Discrète stylisation : Blomstedt donne aux premières mesures de l’Adagio un poco mosso un étirement typiquement fin-de-siècle. Espace sans bouture, sans couture ; le son ne se retire pas, il perdure et se fond dans la note suivante, sorte de legato d’orgue. Le Rondo nous remet le pied sur la terre ferme du réel. Till Fellner ne lésine pas ; le changement de tempo se fait d’une note à l’autre. Le pianiste autrichien décompose les facettes simultanées de l’action selon plusieurs plans, subtilement différenciés. Timbrage sélectif, le reste n’est que legato discret des voix intérieures, scintillement d’une toile de fond. A cet égard, le contrôle de la sonorité s’avère des plus impressionnants : a-t-on jamais connu trilles plus contrôlés, plus lumineux, plus volatils ?
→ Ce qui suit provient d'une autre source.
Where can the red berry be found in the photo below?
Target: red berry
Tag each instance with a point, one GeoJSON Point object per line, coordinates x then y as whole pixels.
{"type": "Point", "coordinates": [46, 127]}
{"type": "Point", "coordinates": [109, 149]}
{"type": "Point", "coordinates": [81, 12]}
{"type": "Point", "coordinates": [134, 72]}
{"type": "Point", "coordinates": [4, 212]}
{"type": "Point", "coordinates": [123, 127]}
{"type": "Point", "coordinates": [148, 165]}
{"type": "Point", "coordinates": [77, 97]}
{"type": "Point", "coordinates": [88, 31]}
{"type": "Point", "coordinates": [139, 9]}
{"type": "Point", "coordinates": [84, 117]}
Mais il est l’heure d’écouter la Titan. Sans doute pour pallier l’immobilité tonale de ce premier mouvement, Blomstedt se refuse la facilité du morcellement. Dès le premier son, un la immatériel produit par une longue pédale d’harmoniques, le climat est choisi et ne dévie plus. La musique s’abandonne en toute simplicité, lisse et radieuse, mais volontairement mise à distance. La Philharmonie est le répondant spatial d’une source qui semble délocalisée tant elle s’étale largement à nos oreilles, circule sans interruption entre pupitres, se mêle au sifflement acousmatique des deuxièmes violons.